Начинался вечер подобающе и в рамках приличия. Но задетое чувство собственного достоинства того, откровенно говоря, упыря, сыграло злую шутку против Рудольфа.
Примечания
AU, в котором вампиры обладают способностями.
Часть 8
02 апреля 2022, 11:27
Обстановка к себе явно не располагала. Было бы иначе, по крайней мере, если б у Тони не потели каждые пять секунд ладони, ведь не знаешь, о чём дальше поведает Грегори из событий прошлого вечера. Да и Рудольф постоянно хмурил брови, в своей обыденной привычке вдобавок поджав губы, которые, кажется, были одним из немногого, что осталось в нём от прежнего Рудольфа. Такие же тонкие, матовые, синеватые и… По-прежнему манящие губы. Томпсон время от времени да возвращался глазами к своему вампиру, отнимая взгляд от Грегори, пока тот вдаётся не в самые важнейшие подробности своего повествования. И всё-таки, поражаться новому обличию младшего Секвиллбэка невозможно перестать. Кто ж знал, что он, даже будучи девушкой, станет выглядеть не менее сногсшибательно? Странно только наличие новой причёски: волосы, пускай и не значительно, но стали длиннее, и при том ниспадают с хрупких плеч гладкой роскошью глубокого индиго, в то время как раньше на голове вампира расправил свои мягкие иглы ёжик. Почему же волосы так покладисто выпрямились и набрали длину? Неужели это участь обладателя женского шарма? В таком случае, смертный обязан держать себя в руках. Не только потому что Рудольф чертовски привлекателен, но и из-за высокой вероятности познания вампирского гнева. Он ведь терпеть не может свой новой «имидж», что готов самому себе вырвать клыки, а если Тони будет продолжать и дальше расхваливать его, то… Пусть смертный пиняет на себя!
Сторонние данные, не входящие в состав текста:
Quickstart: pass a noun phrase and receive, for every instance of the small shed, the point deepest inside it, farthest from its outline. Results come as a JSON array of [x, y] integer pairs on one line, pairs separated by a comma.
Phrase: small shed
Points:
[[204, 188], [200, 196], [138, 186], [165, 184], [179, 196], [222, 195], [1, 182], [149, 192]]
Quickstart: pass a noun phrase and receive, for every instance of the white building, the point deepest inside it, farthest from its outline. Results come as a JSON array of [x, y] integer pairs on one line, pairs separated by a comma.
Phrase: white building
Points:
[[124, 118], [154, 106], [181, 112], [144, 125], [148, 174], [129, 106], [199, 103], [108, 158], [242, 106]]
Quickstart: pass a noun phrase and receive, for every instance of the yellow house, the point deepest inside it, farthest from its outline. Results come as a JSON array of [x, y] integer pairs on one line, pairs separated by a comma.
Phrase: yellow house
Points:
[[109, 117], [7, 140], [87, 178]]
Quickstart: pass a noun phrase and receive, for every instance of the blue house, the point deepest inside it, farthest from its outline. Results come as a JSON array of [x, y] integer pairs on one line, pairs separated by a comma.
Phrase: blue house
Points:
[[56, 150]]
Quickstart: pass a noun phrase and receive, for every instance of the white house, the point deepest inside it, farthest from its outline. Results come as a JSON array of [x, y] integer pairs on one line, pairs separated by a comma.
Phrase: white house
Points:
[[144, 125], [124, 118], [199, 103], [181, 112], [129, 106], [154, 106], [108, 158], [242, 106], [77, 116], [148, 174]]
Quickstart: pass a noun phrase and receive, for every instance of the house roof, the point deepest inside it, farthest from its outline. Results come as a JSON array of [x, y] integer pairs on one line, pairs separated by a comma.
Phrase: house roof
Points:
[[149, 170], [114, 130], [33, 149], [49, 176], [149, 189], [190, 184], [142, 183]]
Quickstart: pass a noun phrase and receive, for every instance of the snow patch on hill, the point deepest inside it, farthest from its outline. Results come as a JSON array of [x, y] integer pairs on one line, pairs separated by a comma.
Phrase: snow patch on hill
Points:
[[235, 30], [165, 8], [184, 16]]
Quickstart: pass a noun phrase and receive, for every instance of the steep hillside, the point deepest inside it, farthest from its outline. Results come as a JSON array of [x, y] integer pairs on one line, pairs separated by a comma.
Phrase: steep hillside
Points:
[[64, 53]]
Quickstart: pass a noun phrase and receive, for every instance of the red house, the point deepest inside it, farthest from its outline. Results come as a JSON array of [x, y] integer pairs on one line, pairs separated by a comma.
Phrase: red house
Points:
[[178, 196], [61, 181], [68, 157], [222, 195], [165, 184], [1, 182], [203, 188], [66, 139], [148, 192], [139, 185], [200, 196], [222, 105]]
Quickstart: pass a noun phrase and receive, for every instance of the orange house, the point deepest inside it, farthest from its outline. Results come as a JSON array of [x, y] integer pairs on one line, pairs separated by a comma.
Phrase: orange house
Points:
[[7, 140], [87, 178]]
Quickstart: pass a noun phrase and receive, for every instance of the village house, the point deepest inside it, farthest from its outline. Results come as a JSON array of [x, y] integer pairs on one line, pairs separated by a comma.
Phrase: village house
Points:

— Томпсон! — кричит чуть ли не на ухо Рудольф считающему ворон блондину, которых тот почему-то внимательно считает на теле Сэквилбека: вот одна клюёт тонкую руку, другая решила почистить перья, удобно примостившись на плече, третья зацепилась коготками в районе бёдер за подол не очень длинного сарафана, а четвёртая во всю горлопанит, раскрывая свой сверкающий клюв, — Тони!!!
Смертный опомнился, лишь почувствовав на своем затылке лёгкий щелбан. Кажется, той последней вороной была вовсе не ворона… А стоящий перед лицом Рудольф, что пытался докричаться до смертного.
— Я, да! — растерянно брякнул Томпсон, очнувшись наконец, когда на него по обе стороны головы уставились кровавые глаза. Создавалось впечатление, что они в самом деле жаждут его крови, уж больно неподдельно это выглядело.
— Балда ты, Тони! Чего «да»? — всё гневается вампир, шире раздувая ноздри.
— Друг, соберись, — Грегори аккуратно, но одновременно и ободряюще треплет Томпсона по плечу.
— Уф… Так… Я думаю, нам стоит уже перейти к более существенному разговору.
— Так никто и не против, Рудольф, мы просто не успели пока ничего предпринять. Нам бы для начала дополнить общую картину, и оттуда уже плясать!
— Плясать? Что ты только… — на мгновение Сэквилбек всерьез задумался о последних словах смертного, пребывая в недоумении, но потом раздражённо замотал головой, — Ладно. Вернёмся к Диего.
Как ни крути, а все стечения обстоятельств и их последствия волчком вертелись вокруг парня из семьи Коуэллов. С самого начала запланированное «знакомство» не задалось, лишь повлекло за собой массу неприятностей. Да в общем-то даже не массу — одну сплошную катастрофическую неприятность для Рудольфа. Парни то и дело обменивались короткими взглядами, смотря друг на друга исподлобья, и никак не решались высказать свои мысли. Самые разные теории по поводу противоречивого всем законам природы явления, что постигло Сэквилбека, возникали в его голове также быстро, как ими же и опровергались. Смертный аналогично задействовал все области своего мозга, дабы выявить более существенную думу в логичное оправдание смене облика вампира, но вот Грегори, кажется, даже не пытался. Тони не первый раз подмечает про себя, как шустро бегают его глазёнки по полу и всё чаще боком посматривают то на него, то на своего брата. Кровосос будто пытается что-то сказать, но никак не решается, запутавшись в душевных метаниях.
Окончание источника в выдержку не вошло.